Plus, a salon visit can be pretty relaxing. It’s easy to think of a haircut in strictly practical terms, especially when you haven’t been to a salon in three years. But at Ruby Room, an award-winning salon in Chicago’s Wicker Park, the staff reminded me how pampering a haircut can be. My stylist, Theresa, massaged my scalp like an angel, and even spritzed me with a chakra-balancing aromatherapy spray called Be Free—a blend of rosemary and tea tree oil that helps release stagnation. (Fairly appropriate considering I had just unburdened myself of 10 inches of hair.)
It also helps to think about the “after.” Going without a real haircut for three years left me clueless as to what style I wanted. I Googled “lob” and “shag” and “long layers” but found so many different variations I was overwhelmed.
Luckily, Theresa and my other stylist, Katie, were great at taking a few disconnected photos and adapting them into a cut that worked for me. Theresa also taught me that there’s more to a good consultation than pictures—she asks her clients how they’d like their hair to move.
“Some people want a bob that holds its shape all day so they don’t have to worry about it keeping its style, while other people want something more natural that shakes and bounces,” she said. “So they’re both bobs, but the movement makes all the difference."
Thanks in part to a styling lesson. I’ve always curled my hair from the bottom-up, clamping my ends around the barrel and winding up to the root. And I’ve normally gotten a lot of compliments on my curled hair—so I was totally shocked when Katie curled by new lob by starting in the middle of each section.

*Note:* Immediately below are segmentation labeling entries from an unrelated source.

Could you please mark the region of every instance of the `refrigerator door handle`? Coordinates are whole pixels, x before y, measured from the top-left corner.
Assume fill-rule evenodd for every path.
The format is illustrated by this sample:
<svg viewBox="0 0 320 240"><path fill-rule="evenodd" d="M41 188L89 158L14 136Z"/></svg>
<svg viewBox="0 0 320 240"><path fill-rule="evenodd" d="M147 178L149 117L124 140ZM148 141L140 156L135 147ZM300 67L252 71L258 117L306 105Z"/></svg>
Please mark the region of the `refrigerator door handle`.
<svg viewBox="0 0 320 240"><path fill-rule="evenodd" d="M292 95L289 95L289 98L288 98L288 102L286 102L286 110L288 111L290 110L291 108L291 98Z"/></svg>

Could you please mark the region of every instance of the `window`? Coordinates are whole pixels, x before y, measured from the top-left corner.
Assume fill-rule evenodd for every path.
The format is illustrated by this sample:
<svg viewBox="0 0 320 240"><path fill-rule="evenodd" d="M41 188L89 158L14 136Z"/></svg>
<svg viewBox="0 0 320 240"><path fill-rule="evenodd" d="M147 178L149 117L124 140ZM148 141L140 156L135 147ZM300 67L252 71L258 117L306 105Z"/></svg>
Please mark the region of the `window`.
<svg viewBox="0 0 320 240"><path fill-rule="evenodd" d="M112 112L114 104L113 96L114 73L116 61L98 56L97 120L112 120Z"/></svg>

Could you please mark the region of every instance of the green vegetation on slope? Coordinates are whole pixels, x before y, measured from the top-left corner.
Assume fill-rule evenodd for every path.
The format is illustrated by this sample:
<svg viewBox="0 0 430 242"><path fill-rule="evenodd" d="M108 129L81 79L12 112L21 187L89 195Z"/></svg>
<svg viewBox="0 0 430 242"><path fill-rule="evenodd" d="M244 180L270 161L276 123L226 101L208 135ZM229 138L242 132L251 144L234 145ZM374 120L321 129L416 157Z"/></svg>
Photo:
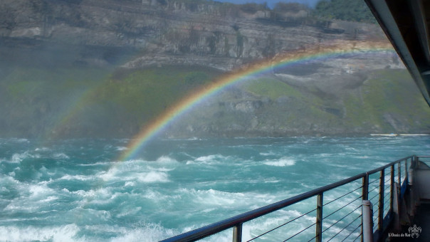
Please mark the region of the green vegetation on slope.
<svg viewBox="0 0 430 242"><path fill-rule="evenodd" d="M166 66L110 70L16 68L0 82L0 135L131 137L195 88L212 69ZM187 112L173 137L326 135L430 130L430 109L407 71L369 73L337 96L276 76L226 88Z"/></svg>
<svg viewBox="0 0 430 242"><path fill-rule="evenodd" d="M314 15L325 19L374 23L374 17L363 0L322 0Z"/></svg>

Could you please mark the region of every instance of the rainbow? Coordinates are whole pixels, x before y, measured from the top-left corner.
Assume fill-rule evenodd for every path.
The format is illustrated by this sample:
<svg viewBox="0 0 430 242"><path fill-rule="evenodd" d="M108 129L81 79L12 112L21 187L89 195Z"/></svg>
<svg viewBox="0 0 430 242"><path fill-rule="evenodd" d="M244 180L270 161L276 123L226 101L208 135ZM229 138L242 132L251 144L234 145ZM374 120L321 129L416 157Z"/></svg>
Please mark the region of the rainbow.
<svg viewBox="0 0 430 242"><path fill-rule="evenodd" d="M144 126L127 145L127 149L121 154L120 161L134 159L137 152L152 138L186 111L192 109L202 100L214 96L220 90L234 84L249 80L251 77L262 75L274 69L283 68L289 65L309 61L321 60L340 57L347 54L364 54L380 51L394 52L388 42L352 42L341 43L330 46L319 46L306 51L298 51L279 55L269 60L249 65L246 68L222 76L211 84L196 90L193 93L170 107L164 113L157 117L149 125Z"/></svg>

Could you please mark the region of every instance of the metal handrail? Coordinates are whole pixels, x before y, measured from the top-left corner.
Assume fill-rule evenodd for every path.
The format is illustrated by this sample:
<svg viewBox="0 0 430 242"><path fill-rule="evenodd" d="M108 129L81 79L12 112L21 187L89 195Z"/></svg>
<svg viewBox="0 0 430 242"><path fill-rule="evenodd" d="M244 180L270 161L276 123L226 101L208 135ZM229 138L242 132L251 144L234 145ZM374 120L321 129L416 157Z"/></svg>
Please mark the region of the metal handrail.
<svg viewBox="0 0 430 242"><path fill-rule="evenodd" d="M193 231L184 233L176 236L164 239L162 241L163 242L170 242L170 241L195 241L199 239L204 238L209 236L216 234L217 233L221 232L229 228L234 228L234 238L233 241L241 241L241 236L242 236L242 225L243 223L250 221L262 216L271 214L273 211L278 211L279 209L285 208L290 205L295 204L303 200L308 199L309 198L317 196L317 222L313 225L315 225L317 226L316 229L316 235L315 240L316 241L322 241L322 196L325 191L333 189L335 188L341 186L342 185L347 184L352 182L357 181L360 179L362 179L362 200L367 200L367 196L369 194L369 176L377 172L380 172L381 176L379 177L379 199L378 204L375 204L375 206L378 206L378 209L382 208L382 211L377 214L377 230L375 231L377 236L378 234L382 234L382 231L384 228L384 217L383 217L383 208L384 208L384 183L385 183L385 176L384 176L384 170L387 168L391 168L390 177L391 177L391 184L390 186L390 211L392 211L392 187L394 184L394 172L396 169L395 164L397 164L397 173L399 176L399 181L400 181L402 171L400 163L403 162L405 162L404 169L404 184L405 184L405 181L407 179L407 161L411 159L411 165L414 163L413 161L416 160L416 157L424 157L424 156L416 157L415 155L409 156L403 159L398 159L397 161L389 163L386 165L379 167L378 168L374 169L367 172L363 172L360 174L355 175L354 177L351 177L343 180L303 193L299 195L296 195L291 198L284 199L278 202L267 205L248 212L245 212L243 214L231 217L229 219L226 219L222 220L219 222L216 222L214 223L205 226L204 227L194 229ZM430 156L429 156L430 157ZM402 185L402 184L401 184ZM314 209L315 210L315 209ZM389 212L390 214L390 212ZM389 214L387 214L388 216ZM357 228L356 228L357 229Z"/></svg>

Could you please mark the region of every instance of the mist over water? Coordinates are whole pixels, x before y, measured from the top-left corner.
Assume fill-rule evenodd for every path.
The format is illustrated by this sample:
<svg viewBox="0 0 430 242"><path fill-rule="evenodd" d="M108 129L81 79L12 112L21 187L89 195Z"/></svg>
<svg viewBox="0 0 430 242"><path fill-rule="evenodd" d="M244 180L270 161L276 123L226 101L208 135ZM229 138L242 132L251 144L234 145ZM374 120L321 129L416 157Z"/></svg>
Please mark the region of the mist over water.
<svg viewBox="0 0 430 242"><path fill-rule="evenodd" d="M427 137L159 140L117 161L129 142L0 139L0 241L155 241L430 148ZM246 223L244 238L314 206ZM315 220L303 218L287 234Z"/></svg>

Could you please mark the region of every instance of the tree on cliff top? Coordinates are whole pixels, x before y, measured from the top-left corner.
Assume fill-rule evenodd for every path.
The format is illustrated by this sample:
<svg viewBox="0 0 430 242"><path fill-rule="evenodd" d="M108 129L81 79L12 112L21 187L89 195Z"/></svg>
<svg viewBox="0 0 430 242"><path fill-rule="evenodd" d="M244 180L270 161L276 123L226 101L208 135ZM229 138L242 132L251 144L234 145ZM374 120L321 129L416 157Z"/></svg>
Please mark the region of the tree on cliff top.
<svg viewBox="0 0 430 242"><path fill-rule="evenodd" d="M314 13L326 19L374 22L372 12L362 0L322 0L317 4Z"/></svg>

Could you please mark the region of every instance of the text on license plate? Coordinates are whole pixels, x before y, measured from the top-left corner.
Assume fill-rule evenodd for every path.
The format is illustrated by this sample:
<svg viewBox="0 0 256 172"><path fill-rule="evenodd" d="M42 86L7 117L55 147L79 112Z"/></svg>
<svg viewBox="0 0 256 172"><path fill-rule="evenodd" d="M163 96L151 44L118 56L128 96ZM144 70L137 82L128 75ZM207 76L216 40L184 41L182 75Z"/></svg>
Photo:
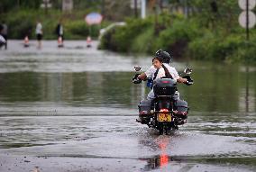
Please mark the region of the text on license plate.
<svg viewBox="0 0 256 172"><path fill-rule="evenodd" d="M158 122L171 122L169 113L158 113Z"/></svg>

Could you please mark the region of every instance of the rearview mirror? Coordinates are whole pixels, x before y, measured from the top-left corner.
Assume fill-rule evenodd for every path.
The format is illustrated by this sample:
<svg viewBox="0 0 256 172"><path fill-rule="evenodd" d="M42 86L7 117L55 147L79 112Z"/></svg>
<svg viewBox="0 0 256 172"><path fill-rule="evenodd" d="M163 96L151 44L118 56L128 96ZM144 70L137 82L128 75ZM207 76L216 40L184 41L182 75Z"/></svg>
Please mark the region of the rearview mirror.
<svg viewBox="0 0 256 172"><path fill-rule="evenodd" d="M185 68L184 73L189 75L189 74L192 73L192 69L191 68Z"/></svg>

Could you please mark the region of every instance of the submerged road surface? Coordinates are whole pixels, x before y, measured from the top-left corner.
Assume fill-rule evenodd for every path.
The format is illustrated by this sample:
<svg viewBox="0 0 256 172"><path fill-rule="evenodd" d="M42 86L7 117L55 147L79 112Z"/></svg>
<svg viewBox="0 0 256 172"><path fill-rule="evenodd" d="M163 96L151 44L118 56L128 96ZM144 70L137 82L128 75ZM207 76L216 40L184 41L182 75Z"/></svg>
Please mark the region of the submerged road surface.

This technique left the ends a little less polished, giving my hair that tousled I-woke-up-like-this look. Katie also showed me how alternating the direction of the curls (one towards the face, one away from the face) helped add movement.
Plus, it turns out that healthy hair is better than any hair color. I wasn’t expecting this. By the time Theresa and Katie were finished, my hair was so shiny, everyone in the salon was remarking about how it looked like I had highlights. It made me appreciate my hair and its natural color in a way I hadn’t for a long time, making my hair donation as good for me as it will (hopefully) be for someone else.